Flux tower re-deployments associated with a new project located at the WSU Long Term Agricultural Research (LTAR) station have included upgraded firmware and data logging software (called EasyFlux-DL) that includes capture of the high frequency temperature fluctuations. The goal of this work is to determine the significance the CO2 flux bias and the software update has for both historical and future carbon budgets using 3 months of the new LTAR data from the summer of 2017. This required a comparison of the high and low frequency data outputs, a comparison of the EddyPro (previously used) and EasyFlux software outputs, and finally, a comparison of the original REACCH carbon flux results to the LTAR carbon flux results.
To get a sense of the high frequency/low frequency and EddyPro/EasyFlux relationships, correlations between latent heat, kinematic sensible heat, and CO2 flux were characterized between data sets. Analyzing the data in terms of those variables made it possible to narrow down where inconsistencies may occur, while also allowing for the analysis of the carbon budget over time. Three measures of characterization were used: an ordinary least squares linear regression, Pearson correlation coefficient, and fractional bias. These characterizations will also be used to error correct historic data as needed.
The change from the low to high frequency thermistor became evident in the data when the magnitude of the difference between the CO2 flux values was plotted against the actual values of the CO2 flux data. As the actual values increased at each site, so did the magnitude of the difference between the values in the data sets. The resulting difference between the cumulative carbon calculations was within 1 gm^-2 until late June, which then increased dramatically over a short time period to 6 gm^-2. This is approximately 2% of the total annual carbon flux.
The analysis of the software showed that EasyFlux regularly returns lower sensible, latent, and carbon dioxide fluxes. The resulting cumulative carbon fluxes calculated using EasyFlux were 12.7%, 10.4%, and 12.9% lower than fluxes calculated from EddyPro for the Boyd North, Boyd South, and Cook East sites respectively. The data for Cook West was insufficient to complete the analysis.
During the three-month period of measurement at the Boyd sites where winter wheat was planted, the wheat was ending its growing stage and entering senescence. When combined with the results, this suggests that the thermistor bias is small enough in magnitude that it can only be observed at times of lower carbon exchange, and furthermore, historical data may only need to be corrected using the linear regression at certain times of the year. The timing of applying the correction needs to be quantified in future work. It will also be important to validate the results of the low and high frequency comparison at the Cook sites using multiple growing seasons.

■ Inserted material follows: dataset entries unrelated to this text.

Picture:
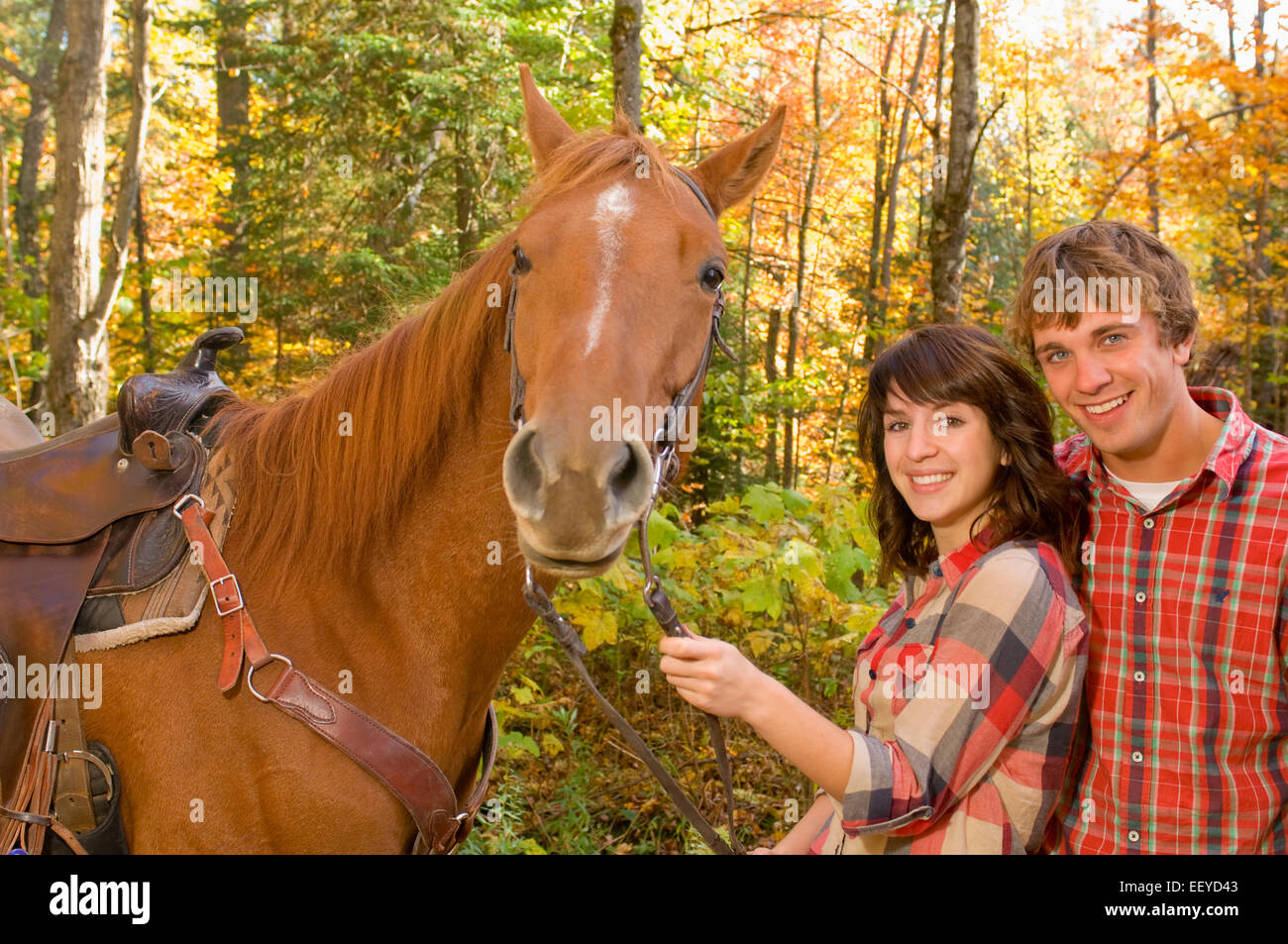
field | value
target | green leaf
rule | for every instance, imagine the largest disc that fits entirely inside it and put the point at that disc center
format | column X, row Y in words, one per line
column 797, row 502
column 840, row 567
column 661, row 532
column 597, row 629
column 761, row 595
column 765, row 506
column 519, row 742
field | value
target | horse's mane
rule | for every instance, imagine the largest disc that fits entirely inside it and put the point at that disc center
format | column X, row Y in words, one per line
column 403, row 393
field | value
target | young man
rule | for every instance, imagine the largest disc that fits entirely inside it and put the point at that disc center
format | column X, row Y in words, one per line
column 1185, row 581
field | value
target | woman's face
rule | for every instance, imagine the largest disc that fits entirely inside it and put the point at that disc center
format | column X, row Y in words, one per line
column 943, row 460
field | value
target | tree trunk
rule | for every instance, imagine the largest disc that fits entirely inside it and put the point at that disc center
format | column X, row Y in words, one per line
column 879, row 168
column 875, row 343
column 141, row 241
column 26, row 215
column 80, row 295
column 4, row 209
column 27, row 210
column 772, row 330
column 802, row 256
column 1151, row 117
column 625, row 37
column 951, row 206
column 232, row 98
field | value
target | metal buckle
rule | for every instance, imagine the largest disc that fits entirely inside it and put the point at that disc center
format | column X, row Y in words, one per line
column 181, row 505
column 250, row 675
column 91, row 759
column 241, row 603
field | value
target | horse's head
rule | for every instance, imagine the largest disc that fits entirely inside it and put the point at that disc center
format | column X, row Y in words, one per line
column 617, row 275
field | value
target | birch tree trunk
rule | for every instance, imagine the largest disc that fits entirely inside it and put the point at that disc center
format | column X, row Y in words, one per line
column 951, row 202
column 80, row 292
column 625, row 38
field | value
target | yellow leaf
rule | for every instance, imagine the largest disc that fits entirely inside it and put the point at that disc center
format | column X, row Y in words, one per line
column 550, row 745
column 597, row 629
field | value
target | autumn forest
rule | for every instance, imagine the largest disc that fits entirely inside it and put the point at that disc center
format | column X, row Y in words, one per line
column 334, row 163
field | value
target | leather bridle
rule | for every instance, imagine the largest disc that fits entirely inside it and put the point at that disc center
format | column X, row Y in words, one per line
column 666, row 467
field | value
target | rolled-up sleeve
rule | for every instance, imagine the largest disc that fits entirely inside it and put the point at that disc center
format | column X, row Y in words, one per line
column 1009, row 635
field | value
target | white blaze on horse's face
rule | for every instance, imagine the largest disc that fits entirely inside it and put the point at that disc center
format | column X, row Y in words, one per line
column 612, row 213
column 614, row 291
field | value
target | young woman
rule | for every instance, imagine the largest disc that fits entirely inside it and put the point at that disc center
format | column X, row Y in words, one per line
column 967, row 690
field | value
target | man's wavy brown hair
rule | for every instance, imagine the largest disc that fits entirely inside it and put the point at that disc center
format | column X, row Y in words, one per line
column 1107, row 249
column 1031, row 498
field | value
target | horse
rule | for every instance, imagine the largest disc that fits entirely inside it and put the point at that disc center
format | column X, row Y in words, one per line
column 385, row 517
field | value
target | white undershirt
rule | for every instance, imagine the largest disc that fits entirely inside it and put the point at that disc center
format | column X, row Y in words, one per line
column 1147, row 493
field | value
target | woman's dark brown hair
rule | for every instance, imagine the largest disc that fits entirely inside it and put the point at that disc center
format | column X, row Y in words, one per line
column 1031, row 498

Although the differences between EddyPro and EasyFlux were within the overall uncertainty of eddy covariance measurements overall, they were still substantial. Because EddyPro and EasyFlux were coded on different platforms, it is likely that an in-depth comparison of the two software codes could be used to evaluate why EddyPro is returning greater flux values when using the same corrections. Going forward, it will be important to quantify these differences in order to have an accurate record of carbon exchange over agricultural sites as we go into the future.